Estas boyas dieron mucho que hacer a la Oficina Hidrográfica y las autoridades marítimas
chilenas. En varias oportunidades el Anuario se hizo eco de los partes de oficiales de mar,
extranjeros y nacionales, que daban aviso a los navegantes de que la boya verde, la
colorada, o la percha blanca se habían corrido de su puesto e ido al garete. Pero así como
soplaron intempestivos temporales que ocasionaron aquellas dificultades, sobrevino uno
que las terminó de una vez por todas: en 1896, el pontón carbonero de la Armada, el
Yungay, impelido por el vendaval, garreó hasta que sus anclas se enredaron en un firme
asidero; eran las varengas del casco a pique de la Doterel. Y allí se lo dejó, por ser mejor
marca que la boya para señalar ese peligro, y para guiar de noche a los buques al
fondeadero...Años después (1901), en lugar del Yungay desguazado, al cabo de largos años
de servicio, fue fondeado allí mismo otro pontón: el Ambassador.

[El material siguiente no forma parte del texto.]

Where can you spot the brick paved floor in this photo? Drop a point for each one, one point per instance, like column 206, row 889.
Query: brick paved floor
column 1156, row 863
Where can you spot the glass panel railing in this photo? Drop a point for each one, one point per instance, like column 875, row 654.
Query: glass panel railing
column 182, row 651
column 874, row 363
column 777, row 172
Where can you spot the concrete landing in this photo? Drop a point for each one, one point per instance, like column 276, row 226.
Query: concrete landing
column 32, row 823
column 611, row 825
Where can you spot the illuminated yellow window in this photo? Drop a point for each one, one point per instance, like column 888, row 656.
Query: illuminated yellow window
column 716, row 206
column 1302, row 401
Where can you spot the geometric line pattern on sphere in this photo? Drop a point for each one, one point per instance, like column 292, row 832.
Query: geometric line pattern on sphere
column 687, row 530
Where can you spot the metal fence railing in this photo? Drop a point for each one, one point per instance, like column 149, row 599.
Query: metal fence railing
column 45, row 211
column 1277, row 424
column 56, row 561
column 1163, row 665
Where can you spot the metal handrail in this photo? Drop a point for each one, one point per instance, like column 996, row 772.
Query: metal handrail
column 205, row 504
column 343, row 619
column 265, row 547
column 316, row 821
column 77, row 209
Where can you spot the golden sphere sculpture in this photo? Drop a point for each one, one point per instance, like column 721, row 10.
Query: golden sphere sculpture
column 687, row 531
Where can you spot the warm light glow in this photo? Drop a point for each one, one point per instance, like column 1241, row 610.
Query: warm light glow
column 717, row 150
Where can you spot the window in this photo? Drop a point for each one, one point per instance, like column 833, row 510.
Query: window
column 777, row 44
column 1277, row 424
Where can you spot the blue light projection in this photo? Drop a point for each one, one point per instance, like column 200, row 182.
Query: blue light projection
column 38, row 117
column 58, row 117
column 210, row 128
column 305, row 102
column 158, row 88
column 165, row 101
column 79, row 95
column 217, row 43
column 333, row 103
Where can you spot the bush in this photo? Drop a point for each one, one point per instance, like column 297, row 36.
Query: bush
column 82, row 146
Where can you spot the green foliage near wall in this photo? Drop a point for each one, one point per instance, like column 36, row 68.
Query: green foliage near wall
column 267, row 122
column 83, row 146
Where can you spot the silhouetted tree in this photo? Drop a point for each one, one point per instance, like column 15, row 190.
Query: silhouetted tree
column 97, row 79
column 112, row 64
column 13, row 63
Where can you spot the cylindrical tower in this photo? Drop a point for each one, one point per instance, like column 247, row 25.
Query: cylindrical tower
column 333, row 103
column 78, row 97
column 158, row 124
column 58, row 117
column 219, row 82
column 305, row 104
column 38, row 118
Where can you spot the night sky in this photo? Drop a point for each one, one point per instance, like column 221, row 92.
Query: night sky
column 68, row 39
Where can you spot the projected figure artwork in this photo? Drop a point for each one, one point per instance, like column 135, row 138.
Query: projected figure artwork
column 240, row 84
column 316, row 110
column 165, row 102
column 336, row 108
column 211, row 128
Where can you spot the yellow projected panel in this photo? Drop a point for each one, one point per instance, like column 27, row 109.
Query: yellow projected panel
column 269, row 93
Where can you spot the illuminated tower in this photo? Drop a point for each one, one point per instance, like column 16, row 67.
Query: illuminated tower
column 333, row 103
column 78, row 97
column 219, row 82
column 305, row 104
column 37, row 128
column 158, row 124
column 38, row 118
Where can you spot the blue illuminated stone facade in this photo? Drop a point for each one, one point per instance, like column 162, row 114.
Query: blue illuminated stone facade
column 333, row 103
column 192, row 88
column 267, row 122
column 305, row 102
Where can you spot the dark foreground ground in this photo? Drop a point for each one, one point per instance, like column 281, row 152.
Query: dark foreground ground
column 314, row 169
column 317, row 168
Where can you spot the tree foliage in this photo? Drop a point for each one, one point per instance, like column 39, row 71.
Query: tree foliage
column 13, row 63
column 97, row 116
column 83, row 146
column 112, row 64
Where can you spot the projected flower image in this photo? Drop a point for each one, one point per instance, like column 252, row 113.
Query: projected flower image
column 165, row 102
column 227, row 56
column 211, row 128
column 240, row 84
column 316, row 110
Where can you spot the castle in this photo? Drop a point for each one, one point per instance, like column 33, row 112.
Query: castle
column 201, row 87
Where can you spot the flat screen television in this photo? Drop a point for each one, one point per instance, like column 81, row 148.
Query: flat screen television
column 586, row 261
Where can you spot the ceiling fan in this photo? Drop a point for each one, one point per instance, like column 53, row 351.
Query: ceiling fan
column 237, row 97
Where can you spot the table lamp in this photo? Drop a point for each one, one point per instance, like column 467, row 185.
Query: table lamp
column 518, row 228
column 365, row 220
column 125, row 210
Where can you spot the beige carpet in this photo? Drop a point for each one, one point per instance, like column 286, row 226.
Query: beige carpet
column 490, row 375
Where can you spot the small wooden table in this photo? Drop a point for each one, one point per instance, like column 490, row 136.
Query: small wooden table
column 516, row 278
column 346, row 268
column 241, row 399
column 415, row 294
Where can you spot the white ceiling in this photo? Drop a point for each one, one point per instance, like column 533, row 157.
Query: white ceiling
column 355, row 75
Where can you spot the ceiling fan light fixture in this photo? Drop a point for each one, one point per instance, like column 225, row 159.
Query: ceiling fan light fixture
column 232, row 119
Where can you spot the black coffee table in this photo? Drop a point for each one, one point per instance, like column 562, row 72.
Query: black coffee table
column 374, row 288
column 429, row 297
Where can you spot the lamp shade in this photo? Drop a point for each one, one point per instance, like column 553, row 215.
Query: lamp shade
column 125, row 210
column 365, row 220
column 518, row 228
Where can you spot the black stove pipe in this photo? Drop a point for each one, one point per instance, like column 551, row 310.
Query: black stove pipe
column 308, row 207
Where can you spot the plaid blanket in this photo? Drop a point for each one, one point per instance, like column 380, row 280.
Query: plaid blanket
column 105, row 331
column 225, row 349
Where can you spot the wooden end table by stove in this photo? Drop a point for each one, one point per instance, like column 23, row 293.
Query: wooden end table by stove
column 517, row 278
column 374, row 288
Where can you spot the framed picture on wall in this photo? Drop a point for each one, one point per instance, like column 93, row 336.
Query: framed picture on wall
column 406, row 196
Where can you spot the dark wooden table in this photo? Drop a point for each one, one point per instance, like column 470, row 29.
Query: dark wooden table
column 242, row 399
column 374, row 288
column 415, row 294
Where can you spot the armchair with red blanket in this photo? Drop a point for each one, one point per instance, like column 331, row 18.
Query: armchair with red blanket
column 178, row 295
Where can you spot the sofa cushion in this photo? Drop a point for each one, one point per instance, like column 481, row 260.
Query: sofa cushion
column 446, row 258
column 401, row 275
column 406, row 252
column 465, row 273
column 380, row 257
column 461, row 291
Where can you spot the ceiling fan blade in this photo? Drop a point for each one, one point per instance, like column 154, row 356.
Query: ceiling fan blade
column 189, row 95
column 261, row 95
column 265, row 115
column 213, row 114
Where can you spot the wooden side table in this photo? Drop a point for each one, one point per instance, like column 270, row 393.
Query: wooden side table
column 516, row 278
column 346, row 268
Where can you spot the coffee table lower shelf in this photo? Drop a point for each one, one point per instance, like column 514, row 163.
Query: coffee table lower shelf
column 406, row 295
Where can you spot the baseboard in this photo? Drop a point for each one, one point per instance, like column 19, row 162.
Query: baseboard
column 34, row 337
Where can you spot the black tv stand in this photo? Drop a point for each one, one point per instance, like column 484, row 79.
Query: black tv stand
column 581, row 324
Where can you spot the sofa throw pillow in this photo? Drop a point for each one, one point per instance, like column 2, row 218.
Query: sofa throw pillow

Es difícil conocer la causa que originó esta tragedia. Para dilucidarla sería preciso, antes de
nada, conocer los resultados del sumario que por seguro habrá ordenado el Almirantazgo
británico. Pero ello es prácticamente imposible. No teniendo una noticia oficial no puedo
adelantar sino conjeturas; y en este orden de ideas es interesante la información que
suministra un ilustrado marino y expedicionario francés, el capitán Luis J. Martial, que
visito Punta Arenas en La Romanche al año siguiente del suceso. Según él, existe una
versión acerca de la cual no garantiza la autenticidad, que atribuye la explosión el empleo
de una nueva pintura que contenía un poderoso secante. Un cajón de este preparado,
colocado inadvertidamente en la vecindad de la fragua, habría prendido de pronto, y el
incendio, rápida y violentamente comunicado al polvorín o santabábara.
Puede haber sido también una combustión o explosión espontánea de la pólvora. Esta clase
de accidentes, en efecto, y no obstante los progresos en la calidad de los explosivos, se han
repetido muchas veces en la historia de las marinas de guerra, con efectos aun más
desastrosos.
De todos modos, no deja de ser curiosa esta jugada del destino al señalar la bahía de Punta
Arenas, apartada y modesta, como el escenario de una gran tragedia que conmovió los
corazones y tuvo gran repercusión. Pero ya lo hemos dicho en otras ocasiones: Punta
Arenas, no obstante su corta existencia, su pequeñez y su lejanía, ya posee un precioso
caudal de acontecimientos para hacer historia. En este sentido- y en otros que callamos los
puntarenenses por modestia- pocos pueblos se le asemejan.